The Hugging Face Model Hub has a wide range of models that can handle many tasks. While these models perform well, the best performance is often found when fine-tuning a model with task-specific data.

Hugging Face provides a number of full-featured examples to assist with training task-specific models. When building models from the command line, these scripts are a great way to get started.

txtai provides a training pipeline that can be used to train new models programmatically using the Transformers Trainer framework.

This example trains a small QA model and then further fine-tunes it with a couple new examples (few-shot learning).

Install dependencies

Install txtai and all dependencies.

pip install txtai datasets pandas

Train a SQuAD 2.0 Model

The first step is training a SQuAD 2.0 model. SQuAD is a question-answer dataset that poses a question with a context along with the identified answer. It's also possible to not have an answer. See the SQuAD dataset website for more information.

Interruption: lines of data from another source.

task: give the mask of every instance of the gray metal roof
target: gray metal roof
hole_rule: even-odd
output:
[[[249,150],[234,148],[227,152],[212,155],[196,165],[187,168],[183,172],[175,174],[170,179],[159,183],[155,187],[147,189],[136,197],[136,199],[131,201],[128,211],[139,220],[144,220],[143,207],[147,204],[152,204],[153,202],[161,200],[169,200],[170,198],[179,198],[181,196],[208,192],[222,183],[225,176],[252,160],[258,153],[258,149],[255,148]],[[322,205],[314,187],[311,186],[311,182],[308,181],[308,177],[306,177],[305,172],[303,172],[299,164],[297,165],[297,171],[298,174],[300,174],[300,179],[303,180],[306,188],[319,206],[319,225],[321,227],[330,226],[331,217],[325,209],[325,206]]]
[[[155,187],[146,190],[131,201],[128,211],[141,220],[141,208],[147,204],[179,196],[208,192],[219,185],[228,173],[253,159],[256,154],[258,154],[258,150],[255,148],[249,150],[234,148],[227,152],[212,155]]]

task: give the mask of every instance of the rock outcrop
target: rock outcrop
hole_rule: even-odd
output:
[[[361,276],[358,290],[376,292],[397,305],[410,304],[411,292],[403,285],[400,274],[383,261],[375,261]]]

We'll use a tiny Bert model with a portion of SQuAD 2.0 for efficiency purposes.

from datasets import load_dataset
from txtai.pipeline import HFTrainer

ds = load_dataset("squad_v2")

trainer = HFTrainer()
trainer("google/bert_uncased_L-2_H-128_A-2", ds["train"].select(range(3000)), task="question-answering", output_dir="bert-tiny-squadv2")
print("Training complete")

Fine-tune with new data

Next we'll add a few additional examples. Fine-tuning a QA model will help with framing a certain type of question or improve performance for a specific use-case.

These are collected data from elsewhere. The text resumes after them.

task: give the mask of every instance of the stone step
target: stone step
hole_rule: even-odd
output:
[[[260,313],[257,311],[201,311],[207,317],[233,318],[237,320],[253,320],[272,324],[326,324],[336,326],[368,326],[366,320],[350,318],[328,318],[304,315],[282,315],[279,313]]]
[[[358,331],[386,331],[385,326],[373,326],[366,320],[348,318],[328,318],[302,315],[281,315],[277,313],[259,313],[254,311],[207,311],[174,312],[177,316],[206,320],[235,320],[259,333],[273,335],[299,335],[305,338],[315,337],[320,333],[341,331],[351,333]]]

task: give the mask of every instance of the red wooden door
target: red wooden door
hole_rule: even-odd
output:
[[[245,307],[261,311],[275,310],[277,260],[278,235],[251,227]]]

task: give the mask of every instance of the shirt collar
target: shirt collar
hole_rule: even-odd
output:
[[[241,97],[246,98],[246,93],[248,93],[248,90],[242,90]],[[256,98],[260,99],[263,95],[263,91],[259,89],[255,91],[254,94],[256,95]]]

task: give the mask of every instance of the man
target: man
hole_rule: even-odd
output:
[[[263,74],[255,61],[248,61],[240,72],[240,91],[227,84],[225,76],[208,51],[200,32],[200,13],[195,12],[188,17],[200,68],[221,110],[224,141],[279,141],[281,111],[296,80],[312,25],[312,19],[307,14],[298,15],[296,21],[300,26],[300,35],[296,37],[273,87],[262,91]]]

For smaller models with a narrow use case, this helps the model zero in on the types of questions that are to be asked. In this case, we want to tell the model exactly the types of information we're looking for when asking for ingredients. This will help improve confidence in the answers the model is generating.

# Training data
data = [
    {"question": "What ingredient?", "context": "Pour 1 can whole tomatoes", "answers": "tomatoes"},
    {"question": "What ingredient?", "context": "Dice 1 yellow onion", "answers": "onion"},
    {"question": "What ingredient?", "context": "Cut 1 red pepper", "answers": "pepper"},
    {"question": "What ingredient?", "context": "Peel and dice 1 clove garlic", "answers": "garlic"},
    {"question": "What ingredient?", "context": "Put 1/2 lb beef", "answers": "beef"},
]

model, tokenizer = trainer("bert-tiny-squadv2", data, task="question-answering", num_train_epochs=10)

Test the model

Now we're ready to test the results! The following sections run a question against the original model only trained with SQuAD 2.0 and the further fine-tuned model.

from transformers import pipeline

questions = pipeline("question-answering", model="bert-tiny-squadv2")
questions("What ingredient?", "Peel and dice 1 shallot")

{'answer': 'dice 1 shallot',
 'end': 23,
 'score': 0.05128436163067818,
 'start': 9}

from transformers import pipeline

questions = pipeline("question-answering", model=model.to("cpu"), tokenizer=tokenizer)
questions("What ingredient?", "Peel and dice 1 shallot")

{'answer': 'shallot', 'end': 23, 'score': 0.13187439739704132, 'start': 16}

See how the results are more confident and have a better answer. This method allows using a smaller model with a narrow set of functionality with the upside of increased speed. Give it a try with your own data!